Il peso di Draghi e l’attuale debolezza di Macron

Il Trattato riequilibrerà gli investimenti finanziari Italia-Francia?

Sinora banche, assicurazioni e moda sono state prede di Parigi. E oggi sono in ballo interessi forti, da Leonardo a Eni, alla delicata partita Tim

Il Trattato riequilibrerà gli investimenti finanziari Italia-Francia?

Se il valore politico del Trattato tra Italia e Francia nell’attuale quadro politico europeo ed internazionale è chiaro e forte, non altrettanto chiare sono le sue ricadute concrete sulle partite industriali tra i due paesi, che sono tante, a cominciare dalla questione più calda di tutte, lo scontro tra Vivendi e il fondo americano Kkr per il controllo di Tim. Ma il tema è fondamentale perchè troppe sono le partite aperte, oltre al controllo di Tim, a cominciare da Leonardo, Eni, banche e assicurazioni e industrie dello spazio.

 

Sull’Opa “amichevole” che sta scaldando la Borsa, Giulio Sapelli (che è stato a lungo nel consiglio dell’Eni, che spesso in Africa si è confrontata con Total, tra l’altro seduto al fianco di Mario Draghi con cui scambiava non soltanto consigli di dieta) ritiene che un eventuale accordo tra i francesi e gli americani servirebbe a stabilizzare Telecom e verrebbe benedetto dal governo, che così potrebbe ben conciliare le buone relazioni con gli Stati Uniti con la firma del Trattato con Parigi. Giovedì Draghi e Macron firmano il Trattato, venerdì si tiene il Cda di Tim, dove Luigi Gubitosi rischia di essere sfiduciato dal francese Vincent Bollorè e diventare la prima vittima del Trattato, se nel frattempo lui stesso non riesce a fare da ponte tra Vivendi e Kkr. Tra l’altro, il capo di Vivendi (padrone di Havas e di testate come Paris Match e Le Journal du dimanche) alle elezioni francesi non è certo un sostenitore di Macron ma dell’antagonista che sembra più lanciato, Eric Zemmour.

 

Il Trattato ovviamente non disciplina certo le singole questioni concrete, ma il non detto dovrà essere uno solo: il riequilibrio degli investimenti finanziari e industriali tra i due Paesi, sinora pesantemente sbilanciato a favore della Francia. Sinora il rapporto non è stato affatto paritario, vedi le vicende della Fincantieri oltralpe. In Italia invece la presa parigina è forte e comincia da banche e assicurazioni: l’Unicredit di Mustier ha venduto Pioneer ad Amundi e si è mossa sempre in chiave filo-francese, Mediobanca si appoggia da vent’anni a maggioranze francesi (ora insidiate da Del Vecchio), Generali (partita importante come e più di Tim) è gestita dal francese Philippe Donnet, contestato dagli azionisti Leonardo Del Vecchio e Franco Caltagirone, Bnl si chiama Bnl-Paribas e concede prestiti solo a condizioni standard decise in Francia, il Credit Agricole progetta di prendersi Carige.

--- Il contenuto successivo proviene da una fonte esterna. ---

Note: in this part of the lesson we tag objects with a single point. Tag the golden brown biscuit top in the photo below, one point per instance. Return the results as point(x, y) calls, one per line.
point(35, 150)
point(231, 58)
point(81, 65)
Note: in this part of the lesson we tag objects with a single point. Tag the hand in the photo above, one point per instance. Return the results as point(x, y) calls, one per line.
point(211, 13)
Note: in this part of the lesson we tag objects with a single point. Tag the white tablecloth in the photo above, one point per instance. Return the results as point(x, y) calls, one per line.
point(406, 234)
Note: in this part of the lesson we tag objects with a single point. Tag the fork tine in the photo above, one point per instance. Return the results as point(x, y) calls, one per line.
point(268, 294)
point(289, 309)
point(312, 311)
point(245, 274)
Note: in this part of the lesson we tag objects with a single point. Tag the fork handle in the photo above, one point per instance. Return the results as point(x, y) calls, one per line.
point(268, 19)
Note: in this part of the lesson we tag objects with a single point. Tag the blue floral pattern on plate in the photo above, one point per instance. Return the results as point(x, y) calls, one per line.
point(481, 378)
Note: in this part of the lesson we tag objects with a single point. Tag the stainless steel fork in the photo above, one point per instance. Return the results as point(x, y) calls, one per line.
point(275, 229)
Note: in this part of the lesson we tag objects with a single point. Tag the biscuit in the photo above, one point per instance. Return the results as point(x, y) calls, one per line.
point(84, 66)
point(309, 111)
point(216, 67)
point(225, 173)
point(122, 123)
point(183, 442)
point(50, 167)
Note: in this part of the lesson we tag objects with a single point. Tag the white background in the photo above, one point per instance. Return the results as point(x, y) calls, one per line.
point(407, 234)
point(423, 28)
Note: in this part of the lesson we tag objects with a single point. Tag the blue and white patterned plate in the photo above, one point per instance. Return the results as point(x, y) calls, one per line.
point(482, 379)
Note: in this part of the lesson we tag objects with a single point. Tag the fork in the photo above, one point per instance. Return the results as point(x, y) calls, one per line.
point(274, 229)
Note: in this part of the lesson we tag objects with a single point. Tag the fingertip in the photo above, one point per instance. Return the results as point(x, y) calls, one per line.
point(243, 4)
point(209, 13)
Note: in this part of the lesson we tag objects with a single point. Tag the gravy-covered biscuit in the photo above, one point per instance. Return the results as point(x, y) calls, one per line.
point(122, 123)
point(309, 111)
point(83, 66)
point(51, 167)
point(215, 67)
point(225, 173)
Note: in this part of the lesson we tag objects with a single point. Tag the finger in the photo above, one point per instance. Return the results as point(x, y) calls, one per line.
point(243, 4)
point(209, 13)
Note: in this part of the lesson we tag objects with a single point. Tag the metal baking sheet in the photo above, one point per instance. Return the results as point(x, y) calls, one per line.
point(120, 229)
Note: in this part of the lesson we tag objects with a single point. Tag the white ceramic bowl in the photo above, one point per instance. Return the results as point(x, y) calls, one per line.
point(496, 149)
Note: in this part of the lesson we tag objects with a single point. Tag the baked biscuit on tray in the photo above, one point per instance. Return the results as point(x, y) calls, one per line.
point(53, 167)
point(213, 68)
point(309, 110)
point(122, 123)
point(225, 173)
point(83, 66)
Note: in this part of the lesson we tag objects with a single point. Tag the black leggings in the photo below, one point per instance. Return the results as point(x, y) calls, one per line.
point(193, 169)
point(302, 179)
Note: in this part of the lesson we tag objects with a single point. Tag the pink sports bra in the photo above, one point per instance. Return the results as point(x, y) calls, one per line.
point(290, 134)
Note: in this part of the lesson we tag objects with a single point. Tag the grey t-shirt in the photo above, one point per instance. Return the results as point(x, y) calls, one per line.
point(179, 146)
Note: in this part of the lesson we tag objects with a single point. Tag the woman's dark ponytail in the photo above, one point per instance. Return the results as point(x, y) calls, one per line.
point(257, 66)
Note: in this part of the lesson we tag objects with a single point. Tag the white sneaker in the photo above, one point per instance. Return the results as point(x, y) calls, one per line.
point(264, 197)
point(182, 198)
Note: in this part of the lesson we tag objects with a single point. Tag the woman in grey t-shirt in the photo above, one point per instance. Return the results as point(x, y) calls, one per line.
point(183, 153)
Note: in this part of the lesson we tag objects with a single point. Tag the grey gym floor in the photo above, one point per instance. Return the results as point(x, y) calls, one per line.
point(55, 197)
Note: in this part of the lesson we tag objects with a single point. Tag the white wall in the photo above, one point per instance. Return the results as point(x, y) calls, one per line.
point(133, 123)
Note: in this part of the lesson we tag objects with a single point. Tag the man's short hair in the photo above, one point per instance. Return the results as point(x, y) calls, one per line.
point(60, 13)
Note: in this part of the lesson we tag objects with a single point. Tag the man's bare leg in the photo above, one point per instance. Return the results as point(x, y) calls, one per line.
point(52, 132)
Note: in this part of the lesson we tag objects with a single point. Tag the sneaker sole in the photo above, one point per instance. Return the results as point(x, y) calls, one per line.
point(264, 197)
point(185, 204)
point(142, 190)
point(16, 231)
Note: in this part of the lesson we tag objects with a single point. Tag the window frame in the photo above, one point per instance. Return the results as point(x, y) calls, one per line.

Sul fronte strettamente industriale Parmalat è di Lactalis e venne ceduta anche con molta liquidità in pancia, mentre i migliori marchi della moda sono da tempo preda dei colossi parigini del lusso. Senza dimenticare Fiat, di fatto acquisita da Peugeot, ed Edison di proprietà di Edf.

 

Il Trattato inizialmente venne negoziato dal governo Conte, oggettivamente più debole dell’attuale, e magari serviva di più a Macron per consolidare la sua presa italiana. Draghi alla firma dell’accordo di certo spenderà le parole che servono sul ruolo paritario dei contraenti, quindi metterà il suo peso insieme alla firma, e poi resta solo da non  dimenticarsi che il diavolo è nei dettagli. Ma certo Tim oggi è la prima cartina di tornasole per capire a chi giova di più un Trattato che, se gestito davvero paritariamente, potrebbe essere uno degli strumenti chiave per un più incisivo ruolo dell’Italia in Europa e nel Mediterraneo. Francesco Scisci, sinologo con trent’anni di esperienza a Pechino, sul Sussidiario ha paragonato il Trattato al patto tra Germania e Francia del 1963, allora benedetto dagli Stati Uniti, sia pure in un quadro diverso quando la contrapposizione con l’Unione Sovietica era fortissima, ma ha sollevato dubbi sulla capacità dell’Italia di reggere il confronto con le strutture amministrative e politiche francesi. E, aggiungiamo noi, anche e soprattutto nelle partite industriali e finanziarie.